Dans le même ordre d’idées, Andreas Eschbach, inoubliable auteur du prenant Jesus Video, signe une nouvelle brève mais intense, " L’amour des yengs ", qui évoque par petites touches incomplètes la sexualité d’une race extra-terrestre qui reste floue, mais pour laquelle la copulation n’est source de plaisir que pour l’un des partenaires, l’autre souffrant mille morts pour permettre la reproduction. Derrière l’exotisme des termes employés, comment ne pas voir la condamnation d’une sexualité masculine qui recherche son assouvissement de façon aveugle et égoïste, au détriment trop souvent du plaisir de sa partenaire, oubliant ainsi que l’amour vrai ne peut être que communion ?

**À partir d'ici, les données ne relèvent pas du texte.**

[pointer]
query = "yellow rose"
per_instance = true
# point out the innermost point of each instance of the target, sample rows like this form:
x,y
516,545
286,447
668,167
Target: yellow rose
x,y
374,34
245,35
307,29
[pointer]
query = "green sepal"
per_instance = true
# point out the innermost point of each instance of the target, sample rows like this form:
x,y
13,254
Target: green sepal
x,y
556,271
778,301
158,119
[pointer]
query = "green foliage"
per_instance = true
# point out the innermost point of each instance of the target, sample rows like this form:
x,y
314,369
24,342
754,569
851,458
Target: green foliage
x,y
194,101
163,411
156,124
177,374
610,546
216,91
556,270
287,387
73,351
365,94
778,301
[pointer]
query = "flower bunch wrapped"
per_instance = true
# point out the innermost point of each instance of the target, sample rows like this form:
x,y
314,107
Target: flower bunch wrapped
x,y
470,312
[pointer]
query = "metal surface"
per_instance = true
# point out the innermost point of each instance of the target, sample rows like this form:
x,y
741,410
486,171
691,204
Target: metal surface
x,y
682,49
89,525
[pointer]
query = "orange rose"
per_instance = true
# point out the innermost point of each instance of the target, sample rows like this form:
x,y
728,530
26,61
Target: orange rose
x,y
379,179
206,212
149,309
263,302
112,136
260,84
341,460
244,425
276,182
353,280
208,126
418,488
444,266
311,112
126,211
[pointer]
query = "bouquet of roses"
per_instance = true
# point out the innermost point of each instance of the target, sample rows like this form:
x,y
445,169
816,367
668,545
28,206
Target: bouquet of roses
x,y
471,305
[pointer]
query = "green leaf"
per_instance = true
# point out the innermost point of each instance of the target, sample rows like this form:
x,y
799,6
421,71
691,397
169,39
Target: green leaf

Finalement, le côté plus épanoui de l’amour est moins représenté, sans doute parce que le bonheur est finalement tragiquement ennuyeux. Même " La sagesse de la peau ", de James Morrow, qui illustre finalement la force de l’amour conjugal, paradoxalement à travers l’exhibition en public, a une résonance tragique de par le handicap terrible dont souffre la femme mise en scène : mais quelle belle conclusion sur l’universalité de l’amour ! Malgré la qualité de plusieurs textes, on restera tout de même dubitatif sur la pertinence de telles anthologies, qui, à défaut d’être cohérentes, ont au moins le mérite d’offrir des supports éditoriaux permettant de découvrir des nouvelles intéressantes.